Full of antioxidants! Very good for kitties (in moderation) may cause some loose stools if she gets few too many!


----------



## gunterkat (Aug 19, 2006)

I know Arianwen is an obligate carnivore, but she does get constipated sometimes, Maybe this was one of those times and she was seeking relief.
Still, it surprised me. And she was really happy afterward.
Glad to hear she gets an antioxidant benefit from it.


----------



## bluemilk (Oct 3, 2005)

Blueberries! luv 'em! Well cats,like other carnivores DO eat fruits,veggies,and herbs sometimes. I remember Percy had a thing for blueberries when he was a kitten.
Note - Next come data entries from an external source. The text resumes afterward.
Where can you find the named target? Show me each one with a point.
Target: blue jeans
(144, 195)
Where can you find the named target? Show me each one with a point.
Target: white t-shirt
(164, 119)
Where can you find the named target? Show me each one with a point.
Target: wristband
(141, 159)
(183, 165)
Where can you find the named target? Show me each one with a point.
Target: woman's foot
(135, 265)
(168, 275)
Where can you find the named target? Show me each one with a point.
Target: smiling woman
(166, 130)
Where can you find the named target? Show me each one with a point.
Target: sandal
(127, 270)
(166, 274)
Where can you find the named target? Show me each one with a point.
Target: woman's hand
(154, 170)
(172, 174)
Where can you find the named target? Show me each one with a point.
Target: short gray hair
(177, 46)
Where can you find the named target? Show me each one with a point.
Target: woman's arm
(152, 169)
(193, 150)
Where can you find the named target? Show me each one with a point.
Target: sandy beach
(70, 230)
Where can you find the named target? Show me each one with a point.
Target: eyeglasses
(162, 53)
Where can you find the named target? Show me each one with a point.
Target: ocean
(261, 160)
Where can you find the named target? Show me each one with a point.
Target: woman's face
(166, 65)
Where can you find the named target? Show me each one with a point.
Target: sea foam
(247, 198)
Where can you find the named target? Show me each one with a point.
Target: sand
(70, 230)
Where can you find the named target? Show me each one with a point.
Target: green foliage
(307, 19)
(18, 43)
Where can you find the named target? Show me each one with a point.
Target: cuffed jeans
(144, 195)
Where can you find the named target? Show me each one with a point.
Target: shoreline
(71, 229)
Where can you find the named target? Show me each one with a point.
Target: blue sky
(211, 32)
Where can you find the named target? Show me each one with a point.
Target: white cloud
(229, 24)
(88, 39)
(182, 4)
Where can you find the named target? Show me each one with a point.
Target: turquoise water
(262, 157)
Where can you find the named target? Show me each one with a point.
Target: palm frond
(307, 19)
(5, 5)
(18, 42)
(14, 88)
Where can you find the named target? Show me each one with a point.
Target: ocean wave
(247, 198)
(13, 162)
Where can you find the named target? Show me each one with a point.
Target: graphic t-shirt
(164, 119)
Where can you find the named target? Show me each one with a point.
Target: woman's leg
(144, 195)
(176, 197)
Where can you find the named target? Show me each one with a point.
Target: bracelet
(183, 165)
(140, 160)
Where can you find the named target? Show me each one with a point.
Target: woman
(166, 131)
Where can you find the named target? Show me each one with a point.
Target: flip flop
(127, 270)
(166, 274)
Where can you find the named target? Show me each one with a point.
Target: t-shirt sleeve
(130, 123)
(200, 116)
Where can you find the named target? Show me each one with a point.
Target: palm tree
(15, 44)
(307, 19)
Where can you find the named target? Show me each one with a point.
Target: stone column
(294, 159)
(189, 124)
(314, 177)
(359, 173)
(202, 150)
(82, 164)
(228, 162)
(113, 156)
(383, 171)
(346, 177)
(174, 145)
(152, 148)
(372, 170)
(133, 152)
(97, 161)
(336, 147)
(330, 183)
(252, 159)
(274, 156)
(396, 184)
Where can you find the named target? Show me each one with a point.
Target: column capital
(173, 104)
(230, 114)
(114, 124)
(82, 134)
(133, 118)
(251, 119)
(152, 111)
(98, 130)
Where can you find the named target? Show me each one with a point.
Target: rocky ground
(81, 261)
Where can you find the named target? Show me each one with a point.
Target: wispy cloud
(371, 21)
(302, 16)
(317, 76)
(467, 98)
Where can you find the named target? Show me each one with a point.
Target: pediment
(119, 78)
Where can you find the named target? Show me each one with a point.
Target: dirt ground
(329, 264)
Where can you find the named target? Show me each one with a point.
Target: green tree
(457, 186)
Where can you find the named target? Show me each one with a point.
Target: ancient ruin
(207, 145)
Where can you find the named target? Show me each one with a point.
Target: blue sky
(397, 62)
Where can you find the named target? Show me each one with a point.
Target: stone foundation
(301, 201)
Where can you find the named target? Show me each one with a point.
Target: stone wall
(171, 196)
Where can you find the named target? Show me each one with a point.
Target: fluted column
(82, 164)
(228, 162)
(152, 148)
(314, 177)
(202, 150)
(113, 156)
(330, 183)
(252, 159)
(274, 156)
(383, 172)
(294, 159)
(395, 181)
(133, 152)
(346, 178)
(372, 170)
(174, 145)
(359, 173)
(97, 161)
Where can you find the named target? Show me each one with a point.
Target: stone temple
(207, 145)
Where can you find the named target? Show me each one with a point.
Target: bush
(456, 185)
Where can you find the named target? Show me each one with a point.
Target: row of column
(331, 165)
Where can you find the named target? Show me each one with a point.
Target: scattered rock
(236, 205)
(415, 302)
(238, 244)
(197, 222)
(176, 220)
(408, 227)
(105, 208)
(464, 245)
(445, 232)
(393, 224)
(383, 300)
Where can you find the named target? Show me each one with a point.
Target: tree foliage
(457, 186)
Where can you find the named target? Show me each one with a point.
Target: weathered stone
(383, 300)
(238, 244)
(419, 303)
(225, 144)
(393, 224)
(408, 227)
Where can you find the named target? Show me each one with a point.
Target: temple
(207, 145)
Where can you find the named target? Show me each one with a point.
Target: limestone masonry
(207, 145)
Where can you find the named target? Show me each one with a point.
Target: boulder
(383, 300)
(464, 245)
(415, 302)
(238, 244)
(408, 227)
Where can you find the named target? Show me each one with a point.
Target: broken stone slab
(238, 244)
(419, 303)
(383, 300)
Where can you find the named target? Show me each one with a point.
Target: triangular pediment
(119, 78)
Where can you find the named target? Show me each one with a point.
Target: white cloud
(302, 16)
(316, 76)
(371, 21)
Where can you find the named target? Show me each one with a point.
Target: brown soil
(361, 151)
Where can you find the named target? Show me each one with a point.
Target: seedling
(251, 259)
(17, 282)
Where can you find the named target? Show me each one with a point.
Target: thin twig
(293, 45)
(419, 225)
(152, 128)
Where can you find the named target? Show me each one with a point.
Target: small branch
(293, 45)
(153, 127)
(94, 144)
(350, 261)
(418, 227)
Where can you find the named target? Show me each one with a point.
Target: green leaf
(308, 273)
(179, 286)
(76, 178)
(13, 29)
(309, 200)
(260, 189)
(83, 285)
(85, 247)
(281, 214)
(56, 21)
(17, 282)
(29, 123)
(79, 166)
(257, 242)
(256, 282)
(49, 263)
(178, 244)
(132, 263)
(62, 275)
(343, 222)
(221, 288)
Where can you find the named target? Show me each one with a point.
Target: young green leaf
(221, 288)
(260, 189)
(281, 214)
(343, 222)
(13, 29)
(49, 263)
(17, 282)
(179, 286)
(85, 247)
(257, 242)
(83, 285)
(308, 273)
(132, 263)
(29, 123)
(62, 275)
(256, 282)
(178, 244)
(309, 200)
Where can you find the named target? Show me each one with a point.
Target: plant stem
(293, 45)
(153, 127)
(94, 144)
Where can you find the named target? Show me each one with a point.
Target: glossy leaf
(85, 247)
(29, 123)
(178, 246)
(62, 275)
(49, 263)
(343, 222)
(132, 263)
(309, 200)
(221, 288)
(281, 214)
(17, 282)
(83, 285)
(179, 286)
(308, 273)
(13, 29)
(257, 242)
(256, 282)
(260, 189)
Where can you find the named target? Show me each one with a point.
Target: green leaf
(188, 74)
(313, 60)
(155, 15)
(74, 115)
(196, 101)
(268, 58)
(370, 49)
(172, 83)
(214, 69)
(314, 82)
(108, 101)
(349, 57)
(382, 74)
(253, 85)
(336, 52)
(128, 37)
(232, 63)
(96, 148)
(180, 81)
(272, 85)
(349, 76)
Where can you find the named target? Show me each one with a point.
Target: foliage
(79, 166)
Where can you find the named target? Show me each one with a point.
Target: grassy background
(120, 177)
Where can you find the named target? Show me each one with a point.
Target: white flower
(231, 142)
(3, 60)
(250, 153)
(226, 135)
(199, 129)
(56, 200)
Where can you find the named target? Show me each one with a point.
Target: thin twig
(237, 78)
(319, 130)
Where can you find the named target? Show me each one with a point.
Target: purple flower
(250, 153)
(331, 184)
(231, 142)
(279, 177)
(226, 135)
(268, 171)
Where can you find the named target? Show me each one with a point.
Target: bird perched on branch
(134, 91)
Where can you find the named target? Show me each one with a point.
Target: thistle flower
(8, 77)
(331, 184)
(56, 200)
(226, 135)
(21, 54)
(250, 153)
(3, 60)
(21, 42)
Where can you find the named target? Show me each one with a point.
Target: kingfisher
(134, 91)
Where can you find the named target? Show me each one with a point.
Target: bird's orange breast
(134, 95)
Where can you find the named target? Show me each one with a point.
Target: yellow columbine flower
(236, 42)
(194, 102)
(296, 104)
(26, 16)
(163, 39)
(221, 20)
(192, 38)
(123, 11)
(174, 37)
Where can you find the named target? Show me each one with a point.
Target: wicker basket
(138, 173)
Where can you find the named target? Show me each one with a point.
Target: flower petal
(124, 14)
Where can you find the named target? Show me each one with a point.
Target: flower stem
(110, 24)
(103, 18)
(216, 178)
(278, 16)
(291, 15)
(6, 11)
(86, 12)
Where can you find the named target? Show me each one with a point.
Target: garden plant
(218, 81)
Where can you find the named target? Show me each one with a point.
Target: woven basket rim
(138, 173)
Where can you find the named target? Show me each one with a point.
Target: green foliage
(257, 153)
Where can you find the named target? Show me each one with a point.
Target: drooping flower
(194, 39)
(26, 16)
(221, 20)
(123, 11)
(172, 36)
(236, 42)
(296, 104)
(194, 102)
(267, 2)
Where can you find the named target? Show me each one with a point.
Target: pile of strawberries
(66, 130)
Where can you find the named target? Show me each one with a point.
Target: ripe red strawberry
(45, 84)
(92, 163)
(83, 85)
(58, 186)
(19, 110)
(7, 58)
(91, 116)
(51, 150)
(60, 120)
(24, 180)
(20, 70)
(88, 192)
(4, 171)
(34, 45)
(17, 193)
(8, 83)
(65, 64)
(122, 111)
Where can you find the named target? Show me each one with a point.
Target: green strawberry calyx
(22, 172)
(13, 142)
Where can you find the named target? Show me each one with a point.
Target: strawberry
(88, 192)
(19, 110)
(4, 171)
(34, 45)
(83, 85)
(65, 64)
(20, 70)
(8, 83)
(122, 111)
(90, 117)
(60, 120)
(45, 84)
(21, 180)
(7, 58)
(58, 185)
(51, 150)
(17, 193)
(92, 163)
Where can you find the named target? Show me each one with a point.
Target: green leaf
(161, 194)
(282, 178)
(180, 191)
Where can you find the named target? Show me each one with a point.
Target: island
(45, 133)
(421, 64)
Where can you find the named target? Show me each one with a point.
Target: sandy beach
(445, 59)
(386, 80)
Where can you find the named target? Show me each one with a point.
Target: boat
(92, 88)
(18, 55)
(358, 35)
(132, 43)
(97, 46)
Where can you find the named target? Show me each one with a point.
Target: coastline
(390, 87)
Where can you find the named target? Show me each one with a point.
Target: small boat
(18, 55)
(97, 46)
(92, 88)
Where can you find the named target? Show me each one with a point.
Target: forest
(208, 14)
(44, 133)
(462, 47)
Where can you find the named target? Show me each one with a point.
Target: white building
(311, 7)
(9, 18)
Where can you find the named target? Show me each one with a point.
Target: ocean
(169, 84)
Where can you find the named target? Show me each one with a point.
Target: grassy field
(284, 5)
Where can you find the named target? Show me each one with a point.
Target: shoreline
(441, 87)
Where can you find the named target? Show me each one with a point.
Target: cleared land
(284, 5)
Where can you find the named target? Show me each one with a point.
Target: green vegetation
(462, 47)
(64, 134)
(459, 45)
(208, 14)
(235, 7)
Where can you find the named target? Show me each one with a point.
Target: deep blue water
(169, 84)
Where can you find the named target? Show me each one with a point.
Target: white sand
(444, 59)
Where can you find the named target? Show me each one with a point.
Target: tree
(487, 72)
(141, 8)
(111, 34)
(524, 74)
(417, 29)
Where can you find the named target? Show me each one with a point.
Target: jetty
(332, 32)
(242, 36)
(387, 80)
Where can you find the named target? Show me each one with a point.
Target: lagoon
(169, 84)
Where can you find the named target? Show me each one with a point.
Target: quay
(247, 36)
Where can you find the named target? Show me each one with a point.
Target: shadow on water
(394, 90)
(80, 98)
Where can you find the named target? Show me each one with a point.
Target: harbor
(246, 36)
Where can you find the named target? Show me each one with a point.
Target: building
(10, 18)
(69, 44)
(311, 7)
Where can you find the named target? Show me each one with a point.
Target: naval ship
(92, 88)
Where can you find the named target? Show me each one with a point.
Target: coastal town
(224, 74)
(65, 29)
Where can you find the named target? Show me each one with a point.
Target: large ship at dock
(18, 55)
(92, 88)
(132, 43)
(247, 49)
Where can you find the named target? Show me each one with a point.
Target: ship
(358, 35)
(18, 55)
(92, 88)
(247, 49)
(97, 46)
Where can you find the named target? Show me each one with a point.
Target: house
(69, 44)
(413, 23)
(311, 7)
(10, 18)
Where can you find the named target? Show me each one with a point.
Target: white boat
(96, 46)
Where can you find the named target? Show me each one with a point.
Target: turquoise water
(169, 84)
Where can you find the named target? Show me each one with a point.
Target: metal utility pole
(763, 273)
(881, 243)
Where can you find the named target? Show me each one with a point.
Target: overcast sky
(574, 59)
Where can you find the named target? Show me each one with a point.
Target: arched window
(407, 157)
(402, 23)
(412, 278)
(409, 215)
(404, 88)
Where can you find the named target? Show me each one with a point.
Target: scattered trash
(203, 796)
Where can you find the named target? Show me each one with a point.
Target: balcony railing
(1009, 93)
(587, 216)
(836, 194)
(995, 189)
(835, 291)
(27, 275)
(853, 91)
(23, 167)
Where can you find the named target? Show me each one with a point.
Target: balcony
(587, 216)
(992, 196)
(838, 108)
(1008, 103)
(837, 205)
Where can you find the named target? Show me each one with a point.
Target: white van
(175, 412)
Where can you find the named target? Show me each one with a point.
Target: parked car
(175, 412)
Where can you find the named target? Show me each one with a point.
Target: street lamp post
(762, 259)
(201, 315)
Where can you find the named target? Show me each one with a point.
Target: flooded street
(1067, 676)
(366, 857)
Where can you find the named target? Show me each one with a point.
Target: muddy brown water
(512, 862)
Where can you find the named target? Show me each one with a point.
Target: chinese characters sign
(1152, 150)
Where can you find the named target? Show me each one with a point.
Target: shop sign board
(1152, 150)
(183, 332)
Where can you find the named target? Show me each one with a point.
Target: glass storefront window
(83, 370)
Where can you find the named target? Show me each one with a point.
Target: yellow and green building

Maybe he saw me enjoying them and thought 'maybe I'll have a taste!' 

If you had them on cereal,they had some milk on them,which would make them doubly good!


----------



## Kobster (Feb 1, 2007)

I know my cats are obligate carnivores, but no body bothered to tell Sully that. He LOVES veggies. Broccolli, green beans, carrots, peas, nom nom nom. I have to fix him a little bit unbutterd and unsalted or he gets incensed that I'm eating without him. He has had a blueberry or two in his time as well. Weirdo!


----------



## FJRacer (Nov 26, 2009)

OK! I'm convinced. I'd been wondering what variants I could try to augment a Cat's diet. Blueberries are on hand every other week. I'll try ONE first.


----------



## 1frankie7 (Apr 20, 2010)

Nibber loves peas...


----------



## CataholicsAnonymous (Dec 4, 2006)

Rebel. Phmokey, and Theo just love peas. They're an excellent source of fiber for cats, much better than pumpkin in my experience. Rebel eats lettuce salad with me. At first I thought it was the ranch dressing, but he even eats it with Italian. And Chica can sense cantaloupe from five miles away. I mean it! Theo and Snick love sweets, especially chocolate. :yikes If I'm eating a candy bar or cake or anything else sweet, I have to walk around eating (with them right in step). If I sit down, I'm attacked. Both of them will attack my mouth to try to get what I have in there. Such little ladies...... :roll:


----------



## gunterkat (Aug 19, 2006)

FJRacer said:


> OK! I'm convinced. I'd been wondering what variants I could try to augment a Cat's diet. Blueberries are on hand every other week. I'll try ONE first.


 I was sitting having breakfast, minding my own business, when Arianwen pounced on my lap and started sniffing my cereal bowl. I held it for her to reach, and she lapped at the milk a couple of times, then, to my surprise, started picking out blueberries. :lol:


----------